The US Commodity Futures Trading Commission (CFTC), the Bank of England (BoE) and the UK Financial Conduct Authority (FCA) said they had agreed to coordinate to ensure smooth market functioning if Britain leaves the European Union (EU) on March 29, as currently scheduled, whether or not a deal is agreed.
The CFTC said it will extend the regulatory relief currently granted to EU firms to UK firms at the moment of Brexit.
Meanwhile, British authorities have confirmed that US firms will continue to be able to provide services in the UK under a temporary recognition regime in the case of a no-deal Brexit, ahead of permanent rulings on regulatory equivalence.
“London is, and will remain, a global center for derivatives trading and clearing,” CFTC Chairman J. Christopher Giancarlo said. “I am pleased to announce these important measures. They provide a bridge over Brexit through a durable regulatory framework upon which the thriving derivatives market between the UK and the US may continue and endure.”
The agreement was welcomed by Philip Hammond, the UK’s treasury chief.

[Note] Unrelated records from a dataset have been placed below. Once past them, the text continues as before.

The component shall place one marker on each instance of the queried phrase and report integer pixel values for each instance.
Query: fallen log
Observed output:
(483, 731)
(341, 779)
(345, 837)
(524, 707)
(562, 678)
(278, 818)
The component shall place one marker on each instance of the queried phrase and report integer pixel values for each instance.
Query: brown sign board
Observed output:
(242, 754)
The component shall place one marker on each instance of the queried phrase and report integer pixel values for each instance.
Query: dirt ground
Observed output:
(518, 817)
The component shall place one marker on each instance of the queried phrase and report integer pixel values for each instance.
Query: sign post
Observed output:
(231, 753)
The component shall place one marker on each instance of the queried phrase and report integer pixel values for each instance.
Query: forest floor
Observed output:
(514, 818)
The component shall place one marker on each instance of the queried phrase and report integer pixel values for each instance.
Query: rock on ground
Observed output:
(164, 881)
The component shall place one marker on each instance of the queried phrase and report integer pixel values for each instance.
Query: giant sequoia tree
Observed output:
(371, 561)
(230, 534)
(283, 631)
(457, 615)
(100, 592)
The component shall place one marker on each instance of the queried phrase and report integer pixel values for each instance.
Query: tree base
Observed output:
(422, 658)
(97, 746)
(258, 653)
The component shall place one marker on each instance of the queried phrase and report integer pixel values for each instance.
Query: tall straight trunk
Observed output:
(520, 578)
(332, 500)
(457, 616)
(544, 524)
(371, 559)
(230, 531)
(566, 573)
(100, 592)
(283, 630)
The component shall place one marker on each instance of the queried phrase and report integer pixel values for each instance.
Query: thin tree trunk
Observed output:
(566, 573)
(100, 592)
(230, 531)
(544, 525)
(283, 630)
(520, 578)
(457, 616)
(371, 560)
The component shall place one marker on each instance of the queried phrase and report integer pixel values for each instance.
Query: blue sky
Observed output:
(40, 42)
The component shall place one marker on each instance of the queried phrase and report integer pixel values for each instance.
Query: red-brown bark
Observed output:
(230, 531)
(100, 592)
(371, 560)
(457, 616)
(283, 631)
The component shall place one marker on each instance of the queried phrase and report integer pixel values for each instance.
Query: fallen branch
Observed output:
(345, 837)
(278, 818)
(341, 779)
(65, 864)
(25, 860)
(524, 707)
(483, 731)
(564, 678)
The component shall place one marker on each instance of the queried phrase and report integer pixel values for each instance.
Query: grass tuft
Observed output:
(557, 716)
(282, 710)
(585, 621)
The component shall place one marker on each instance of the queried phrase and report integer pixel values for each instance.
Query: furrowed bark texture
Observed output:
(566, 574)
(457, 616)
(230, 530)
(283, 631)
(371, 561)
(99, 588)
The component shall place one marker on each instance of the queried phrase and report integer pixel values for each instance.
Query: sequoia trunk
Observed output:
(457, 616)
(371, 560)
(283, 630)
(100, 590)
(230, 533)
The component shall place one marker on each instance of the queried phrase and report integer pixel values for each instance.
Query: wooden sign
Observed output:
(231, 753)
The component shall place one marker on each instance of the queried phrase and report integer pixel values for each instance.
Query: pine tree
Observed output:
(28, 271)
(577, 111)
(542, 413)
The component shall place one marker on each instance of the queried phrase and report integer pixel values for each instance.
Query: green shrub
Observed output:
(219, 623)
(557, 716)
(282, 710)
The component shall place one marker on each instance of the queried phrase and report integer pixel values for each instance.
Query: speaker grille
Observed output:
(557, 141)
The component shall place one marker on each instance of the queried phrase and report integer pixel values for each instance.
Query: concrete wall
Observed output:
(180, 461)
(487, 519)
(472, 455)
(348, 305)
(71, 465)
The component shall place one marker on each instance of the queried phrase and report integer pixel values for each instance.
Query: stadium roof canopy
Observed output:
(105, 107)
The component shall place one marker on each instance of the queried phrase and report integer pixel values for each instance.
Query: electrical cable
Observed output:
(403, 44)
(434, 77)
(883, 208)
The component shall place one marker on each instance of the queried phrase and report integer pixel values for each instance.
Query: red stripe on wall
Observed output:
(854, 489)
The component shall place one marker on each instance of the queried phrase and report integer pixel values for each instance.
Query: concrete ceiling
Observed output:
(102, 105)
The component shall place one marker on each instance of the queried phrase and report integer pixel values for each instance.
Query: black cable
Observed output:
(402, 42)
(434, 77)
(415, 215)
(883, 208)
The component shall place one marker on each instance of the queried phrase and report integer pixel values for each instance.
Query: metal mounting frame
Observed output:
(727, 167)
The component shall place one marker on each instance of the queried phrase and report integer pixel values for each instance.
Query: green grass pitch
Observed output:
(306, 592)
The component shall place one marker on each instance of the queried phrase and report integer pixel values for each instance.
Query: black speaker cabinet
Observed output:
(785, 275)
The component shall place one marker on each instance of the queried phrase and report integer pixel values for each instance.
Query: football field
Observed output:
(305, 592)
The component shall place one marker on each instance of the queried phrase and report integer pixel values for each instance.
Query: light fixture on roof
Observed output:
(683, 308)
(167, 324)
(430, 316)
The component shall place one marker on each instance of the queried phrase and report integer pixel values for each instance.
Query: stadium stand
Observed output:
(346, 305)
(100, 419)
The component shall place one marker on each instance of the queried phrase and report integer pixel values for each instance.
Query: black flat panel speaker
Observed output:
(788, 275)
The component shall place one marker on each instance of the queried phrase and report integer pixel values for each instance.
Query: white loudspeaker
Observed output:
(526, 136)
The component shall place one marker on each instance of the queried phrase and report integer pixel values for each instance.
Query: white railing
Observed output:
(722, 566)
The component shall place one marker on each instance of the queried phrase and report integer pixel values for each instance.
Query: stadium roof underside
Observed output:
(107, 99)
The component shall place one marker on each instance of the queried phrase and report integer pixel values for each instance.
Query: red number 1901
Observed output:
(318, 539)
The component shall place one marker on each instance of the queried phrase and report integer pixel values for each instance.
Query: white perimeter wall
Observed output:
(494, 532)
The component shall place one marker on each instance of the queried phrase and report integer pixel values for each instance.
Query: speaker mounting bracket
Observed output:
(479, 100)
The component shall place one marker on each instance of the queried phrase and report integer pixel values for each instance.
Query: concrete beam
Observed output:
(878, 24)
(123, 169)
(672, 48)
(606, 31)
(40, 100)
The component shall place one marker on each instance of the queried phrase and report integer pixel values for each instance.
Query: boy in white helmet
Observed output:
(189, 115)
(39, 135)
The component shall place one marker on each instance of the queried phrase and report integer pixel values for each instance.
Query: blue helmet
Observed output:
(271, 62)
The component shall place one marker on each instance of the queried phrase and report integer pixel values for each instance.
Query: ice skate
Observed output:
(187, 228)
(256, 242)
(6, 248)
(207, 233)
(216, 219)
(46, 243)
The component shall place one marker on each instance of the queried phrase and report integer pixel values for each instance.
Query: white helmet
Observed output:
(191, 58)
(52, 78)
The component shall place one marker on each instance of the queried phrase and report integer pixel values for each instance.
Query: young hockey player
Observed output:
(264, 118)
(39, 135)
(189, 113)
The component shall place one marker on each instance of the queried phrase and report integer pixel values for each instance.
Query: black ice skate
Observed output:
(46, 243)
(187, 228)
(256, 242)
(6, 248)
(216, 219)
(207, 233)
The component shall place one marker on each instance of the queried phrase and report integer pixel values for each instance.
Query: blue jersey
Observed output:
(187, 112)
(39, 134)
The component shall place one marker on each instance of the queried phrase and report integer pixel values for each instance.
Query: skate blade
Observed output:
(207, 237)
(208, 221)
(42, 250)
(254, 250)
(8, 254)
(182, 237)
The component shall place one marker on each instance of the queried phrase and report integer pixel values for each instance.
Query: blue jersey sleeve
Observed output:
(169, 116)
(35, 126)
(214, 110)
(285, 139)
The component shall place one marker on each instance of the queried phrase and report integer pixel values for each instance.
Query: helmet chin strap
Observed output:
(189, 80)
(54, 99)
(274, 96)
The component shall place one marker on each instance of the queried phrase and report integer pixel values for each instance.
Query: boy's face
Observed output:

“The action we have taken today with our partners in the US will ensure that markets can continue to thrive without disruption, and is yet another example of the special relationship between our two countries,” Hammond said.
The prospect of a no-deal Brexit initially raised concerns that trillions of pounds worth of derivative contracts would have to be moved from London to continental Europe, harming market liquidity. However, European regulators last week assured derivatives traders within the EU that they would give immediate formal recognition to the largest London clearing houses in the case of a no-deal Brexit.